Ascorbic acid, when added to yogurts, can act as an oxygen scavenger and be useful to lower oxidation-reduction potential necessary to the viability of probiotic bacteria (Talwalkar and Kailasapathy, 2004). Incorporation of ascorbic acid in yogurt caused reduction in its oxygen content and redox potential during 15 and 20 days of storage (Dave and Shah, 1997). Bifidobacteria counts in the yogurt with ascorbic acid remained unaffected, whereas L. acidophilus counts decreased less rapidly. This study also showed that supplementation with ascorbic acid in addition to EBG enabled Bifidobacterium BB-12 to improve growth and viability and thus to maintain the high bacterial counts throughout storage. Ascorbic acid supplementation in addition to EBG slowed decline of L. acidophilus LA-5 in yogurt during storage.
Yeast extract is a rich source of nutrients, such as amino acids, vitamins, bases, minerals, and unknown growth factors required for optimum growth of nutritionally fastidious bacteria, such as probiotic lactic acid bacteria and can be often used as a bacterial medium components to enrich the culture. Cow milk as a growth medium for lactic acid bacteria can supply the various nutrients, including amino acid and vitamins. However, cow milk is a deficient source of bases and normally contains 80 mg/mL of orotic acid only (Robinson et al., 1983), which is a precursor in biosynthesis of pyrimidines (Loffler et al., 2016). This study showed that additional supplementation with yeast extract of the yogurt containing EBG did not shorten incubation time for acidification of yogurts, suggesting that S. thermophiles did not need yeast extract for promoting acid production in milk. However, supplementation with yeast extract increased growth of L. acidophilus LA-5 and Bifidobacterium during fermentation, but did not maintain the high bacterial count during storage, even though ascorbic acid was added together.

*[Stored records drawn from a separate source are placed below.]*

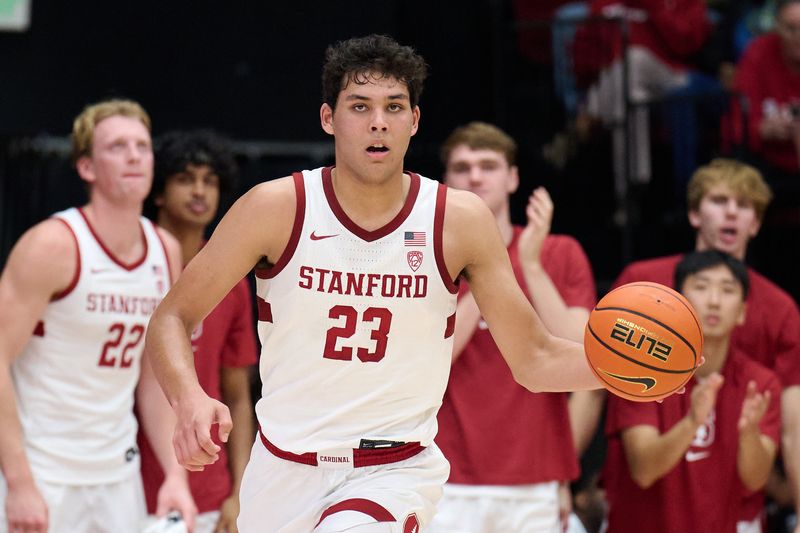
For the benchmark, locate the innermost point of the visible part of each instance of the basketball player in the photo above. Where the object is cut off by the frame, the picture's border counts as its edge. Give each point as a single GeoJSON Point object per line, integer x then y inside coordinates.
{"type": "Point", "coordinates": [357, 296]}
{"type": "Point", "coordinates": [518, 489]}
{"type": "Point", "coordinates": [684, 464]}
{"type": "Point", "coordinates": [192, 170]}
{"type": "Point", "coordinates": [75, 297]}
{"type": "Point", "coordinates": [726, 201]}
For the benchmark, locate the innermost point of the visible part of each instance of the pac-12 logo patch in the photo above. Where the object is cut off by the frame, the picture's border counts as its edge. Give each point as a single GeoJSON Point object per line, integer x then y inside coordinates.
{"type": "Point", "coordinates": [411, 525]}
{"type": "Point", "coordinates": [414, 260]}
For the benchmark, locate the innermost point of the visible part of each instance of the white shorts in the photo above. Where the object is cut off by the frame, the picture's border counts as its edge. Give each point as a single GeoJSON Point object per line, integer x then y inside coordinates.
{"type": "Point", "coordinates": [500, 509]}
{"type": "Point", "coordinates": [278, 495]}
{"type": "Point", "coordinates": [109, 508]}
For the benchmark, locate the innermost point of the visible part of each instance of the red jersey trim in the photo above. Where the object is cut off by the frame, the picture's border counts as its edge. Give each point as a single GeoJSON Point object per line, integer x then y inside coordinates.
{"type": "Point", "coordinates": [355, 229]}
{"type": "Point", "coordinates": [109, 253]}
{"type": "Point", "coordinates": [77, 276]}
{"type": "Point", "coordinates": [367, 507]}
{"type": "Point", "coordinates": [297, 228]}
{"type": "Point", "coordinates": [264, 310]}
{"type": "Point", "coordinates": [164, 248]}
{"type": "Point", "coordinates": [438, 232]}
{"type": "Point", "coordinates": [361, 457]}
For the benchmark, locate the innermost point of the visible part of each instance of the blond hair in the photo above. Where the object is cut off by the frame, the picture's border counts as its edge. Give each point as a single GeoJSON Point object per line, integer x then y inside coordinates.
{"type": "Point", "coordinates": [743, 180]}
{"type": "Point", "coordinates": [84, 124]}
{"type": "Point", "coordinates": [480, 136]}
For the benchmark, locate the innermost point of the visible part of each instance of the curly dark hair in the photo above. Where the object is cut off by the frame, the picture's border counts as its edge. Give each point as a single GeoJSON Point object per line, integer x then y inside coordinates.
{"type": "Point", "coordinates": [359, 59]}
{"type": "Point", "coordinates": [175, 150]}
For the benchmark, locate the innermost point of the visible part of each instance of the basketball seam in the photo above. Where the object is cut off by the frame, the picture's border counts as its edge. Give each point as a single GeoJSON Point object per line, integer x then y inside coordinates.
{"type": "Point", "coordinates": [632, 360]}
{"type": "Point", "coordinates": [648, 317]}
{"type": "Point", "coordinates": [661, 288]}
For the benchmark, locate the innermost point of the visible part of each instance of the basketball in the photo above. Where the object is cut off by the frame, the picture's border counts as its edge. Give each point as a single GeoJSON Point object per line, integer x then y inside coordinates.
{"type": "Point", "coordinates": [643, 341]}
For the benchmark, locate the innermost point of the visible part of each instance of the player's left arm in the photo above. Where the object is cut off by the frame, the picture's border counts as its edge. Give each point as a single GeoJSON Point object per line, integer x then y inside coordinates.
{"type": "Point", "coordinates": [756, 453]}
{"type": "Point", "coordinates": [473, 247]}
{"type": "Point", "coordinates": [158, 420]}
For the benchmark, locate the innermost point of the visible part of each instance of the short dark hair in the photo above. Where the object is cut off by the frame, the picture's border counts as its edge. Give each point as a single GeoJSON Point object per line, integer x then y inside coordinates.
{"type": "Point", "coordinates": [695, 262]}
{"type": "Point", "coordinates": [175, 150]}
{"type": "Point", "coordinates": [359, 59]}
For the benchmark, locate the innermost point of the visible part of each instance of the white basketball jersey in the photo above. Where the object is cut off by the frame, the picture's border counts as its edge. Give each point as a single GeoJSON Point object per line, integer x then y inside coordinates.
{"type": "Point", "coordinates": [75, 378]}
{"type": "Point", "coordinates": [355, 325]}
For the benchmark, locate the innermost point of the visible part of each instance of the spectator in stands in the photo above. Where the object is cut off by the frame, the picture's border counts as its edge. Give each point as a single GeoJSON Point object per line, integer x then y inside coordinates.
{"type": "Point", "coordinates": [524, 486]}
{"type": "Point", "coordinates": [192, 170]}
{"type": "Point", "coordinates": [683, 465]}
{"type": "Point", "coordinates": [726, 202]}
{"type": "Point", "coordinates": [768, 79]}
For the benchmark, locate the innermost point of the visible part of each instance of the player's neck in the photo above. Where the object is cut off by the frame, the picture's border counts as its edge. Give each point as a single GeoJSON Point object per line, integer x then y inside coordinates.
{"type": "Point", "coordinates": [370, 203]}
{"type": "Point", "coordinates": [190, 236]}
{"type": "Point", "coordinates": [715, 350]}
{"type": "Point", "coordinates": [117, 228]}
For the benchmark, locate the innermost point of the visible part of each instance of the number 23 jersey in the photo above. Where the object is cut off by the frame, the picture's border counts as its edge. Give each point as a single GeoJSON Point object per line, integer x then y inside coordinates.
{"type": "Point", "coordinates": [355, 325]}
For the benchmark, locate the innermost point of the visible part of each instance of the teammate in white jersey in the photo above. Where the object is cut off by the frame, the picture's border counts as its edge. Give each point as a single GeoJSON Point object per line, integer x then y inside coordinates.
{"type": "Point", "coordinates": [356, 268]}
{"type": "Point", "coordinates": [75, 297]}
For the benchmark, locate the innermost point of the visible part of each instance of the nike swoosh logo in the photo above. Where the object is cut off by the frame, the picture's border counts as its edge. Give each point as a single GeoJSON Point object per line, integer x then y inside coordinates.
{"type": "Point", "coordinates": [692, 456]}
{"type": "Point", "coordinates": [647, 383]}
{"type": "Point", "coordinates": [315, 237]}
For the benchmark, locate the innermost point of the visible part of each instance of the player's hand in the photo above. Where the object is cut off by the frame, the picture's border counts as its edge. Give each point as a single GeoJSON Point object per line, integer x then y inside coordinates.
{"type": "Point", "coordinates": [704, 396]}
{"type": "Point", "coordinates": [196, 413]}
{"type": "Point", "coordinates": [175, 495]}
{"type": "Point", "coordinates": [540, 216]}
{"type": "Point", "coordinates": [26, 510]}
{"type": "Point", "coordinates": [228, 513]}
{"type": "Point", "coordinates": [753, 408]}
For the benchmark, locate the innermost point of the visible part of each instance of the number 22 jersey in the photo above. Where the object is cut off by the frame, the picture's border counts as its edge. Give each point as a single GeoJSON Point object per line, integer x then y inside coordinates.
{"type": "Point", "coordinates": [76, 376]}
{"type": "Point", "coordinates": [355, 325]}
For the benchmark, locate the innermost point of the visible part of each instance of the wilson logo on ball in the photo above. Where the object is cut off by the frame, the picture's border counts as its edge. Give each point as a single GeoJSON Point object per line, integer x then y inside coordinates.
{"type": "Point", "coordinates": [638, 337]}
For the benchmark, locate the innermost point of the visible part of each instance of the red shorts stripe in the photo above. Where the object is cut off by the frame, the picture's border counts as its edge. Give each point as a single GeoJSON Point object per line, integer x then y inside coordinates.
{"type": "Point", "coordinates": [368, 507]}
{"type": "Point", "coordinates": [361, 457]}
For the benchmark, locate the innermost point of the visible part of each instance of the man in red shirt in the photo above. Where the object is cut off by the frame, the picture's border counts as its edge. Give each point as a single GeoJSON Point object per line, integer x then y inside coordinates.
{"type": "Point", "coordinates": [192, 169]}
{"type": "Point", "coordinates": [513, 484]}
{"type": "Point", "coordinates": [684, 464]}
{"type": "Point", "coordinates": [727, 201]}
{"type": "Point", "coordinates": [768, 76]}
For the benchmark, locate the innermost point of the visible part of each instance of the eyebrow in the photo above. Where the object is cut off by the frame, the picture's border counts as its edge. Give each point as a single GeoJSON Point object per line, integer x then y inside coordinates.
{"type": "Point", "coordinates": [398, 96]}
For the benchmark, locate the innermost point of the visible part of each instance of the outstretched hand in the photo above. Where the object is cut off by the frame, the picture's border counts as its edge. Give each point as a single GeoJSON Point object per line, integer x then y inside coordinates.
{"type": "Point", "coordinates": [540, 216]}
{"type": "Point", "coordinates": [194, 447]}
{"type": "Point", "coordinates": [753, 408]}
{"type": "Point", "coordinates": [704, 397]}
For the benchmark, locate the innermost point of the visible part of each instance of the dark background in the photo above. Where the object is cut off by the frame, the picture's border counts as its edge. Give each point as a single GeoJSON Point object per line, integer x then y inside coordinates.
{"type": "Point", "coordinates": [252, 71]}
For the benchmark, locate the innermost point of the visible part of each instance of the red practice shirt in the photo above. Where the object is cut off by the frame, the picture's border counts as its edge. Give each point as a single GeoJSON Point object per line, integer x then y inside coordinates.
{"type": "Point", "coordinates": [491, 429]}
{"type": "Point", "coordinates": [225, 338]}
{"type": "Point", "coordinates": [770, 334]}
{"type": "Point", "coordinates": [703, 491]}
{"type": "Point", "coordinates": [765, 79]}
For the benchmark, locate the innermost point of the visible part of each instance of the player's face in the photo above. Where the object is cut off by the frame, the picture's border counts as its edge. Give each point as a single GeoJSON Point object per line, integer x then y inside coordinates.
{"type": "Point", "coordinates": [372, 126]}
{"type": "Point", "coordinates": [120, 167]}
{"type": "Point", "coordinates": [484, 172]}
{"type": "Point", "coordinates": [724, 222]}
{"type": "Point", "coordinates": [788, 28]}
{"type": "Point", "coordinates": [716, 295]}
{"type": "Point", "coordinates": [190, 197]}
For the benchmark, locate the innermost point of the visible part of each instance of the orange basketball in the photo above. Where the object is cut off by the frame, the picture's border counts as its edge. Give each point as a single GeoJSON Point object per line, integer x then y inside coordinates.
{"type": "Point", "coordinates": [643, 341]}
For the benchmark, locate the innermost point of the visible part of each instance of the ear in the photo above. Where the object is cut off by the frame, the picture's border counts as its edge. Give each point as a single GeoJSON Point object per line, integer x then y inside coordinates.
{"type": "Point", "coordinates": [742, 315]}
{"type": "Point", "coordinates": [694, 219]}
{"type": "Point", "coordinates": [85, 169]}
{"type": "Point", "coordinates": [415, 125]}
{"type": "Point", "coordinates": [513, 182]}
{"type": "Point", "coordinates": [326, 118]}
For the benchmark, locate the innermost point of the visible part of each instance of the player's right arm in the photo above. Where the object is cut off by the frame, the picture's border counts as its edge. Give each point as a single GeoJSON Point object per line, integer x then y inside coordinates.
{"type": "Point", "coordinates": [473, 247]}
{"type": "Point", "coordinates": [651, 454]}
{"type": "Point", "coordinates": [41, 265]}
{"type": "Point", "coordinates": [256, 227]}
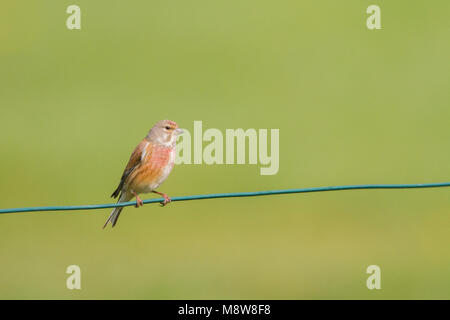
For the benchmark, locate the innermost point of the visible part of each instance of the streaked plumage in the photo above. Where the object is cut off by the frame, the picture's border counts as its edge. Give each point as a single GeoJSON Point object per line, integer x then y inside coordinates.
{"type": "Point", "coordinates": [150, 164]}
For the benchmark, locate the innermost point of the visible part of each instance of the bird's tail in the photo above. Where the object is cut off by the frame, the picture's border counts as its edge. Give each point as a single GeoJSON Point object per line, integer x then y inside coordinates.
{"type": "Point", "coordinates": [114, 216]}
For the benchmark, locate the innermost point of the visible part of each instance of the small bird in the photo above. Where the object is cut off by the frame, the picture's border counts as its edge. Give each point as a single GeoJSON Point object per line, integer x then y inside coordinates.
{"type": "Point", "coordinates": [150, 164]}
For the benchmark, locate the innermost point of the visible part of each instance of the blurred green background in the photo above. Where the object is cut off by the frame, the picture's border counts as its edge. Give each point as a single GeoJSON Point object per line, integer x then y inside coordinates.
{"type": "Point", "coordinates": [353, 106]}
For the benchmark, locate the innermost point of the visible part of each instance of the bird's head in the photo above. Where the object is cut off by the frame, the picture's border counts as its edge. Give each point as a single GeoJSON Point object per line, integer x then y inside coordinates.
{"type": "Point", "coordinates": [165, 132]}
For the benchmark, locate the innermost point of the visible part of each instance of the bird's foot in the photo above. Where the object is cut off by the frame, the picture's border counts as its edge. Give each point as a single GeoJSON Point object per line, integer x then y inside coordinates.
{"type": "Point", "coordinates": [166, 200]}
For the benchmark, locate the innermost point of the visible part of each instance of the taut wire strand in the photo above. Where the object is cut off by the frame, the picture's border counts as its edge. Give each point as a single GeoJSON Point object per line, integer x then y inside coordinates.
{"type": "Point", "coordinates": [231, 195]}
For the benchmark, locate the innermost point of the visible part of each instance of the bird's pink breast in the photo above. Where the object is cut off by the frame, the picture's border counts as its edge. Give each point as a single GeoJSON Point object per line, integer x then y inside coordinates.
{"type": "Point", "coordinates": [154, 169]}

The major ginsenosides in EBG were shown to consist of Rh1, Rg3, Rh2, and compound K which are minor ginsenosides in fresh ginseng root (Lee et al., 2016). Lee et al. (2016) reported that the EBG treatment for 4 weeks decreased fatigue severity in healthy adult population. Chronic fatigue in a forced exercise mouse model was ameliorated by feeding Rh2-enriched Korean ginseng (Kim et al. 2016). Supplementation of yogurt with EBG may enhance synergistically the health-promoting function of yogurt by using positive interaction between probiotics and EBG.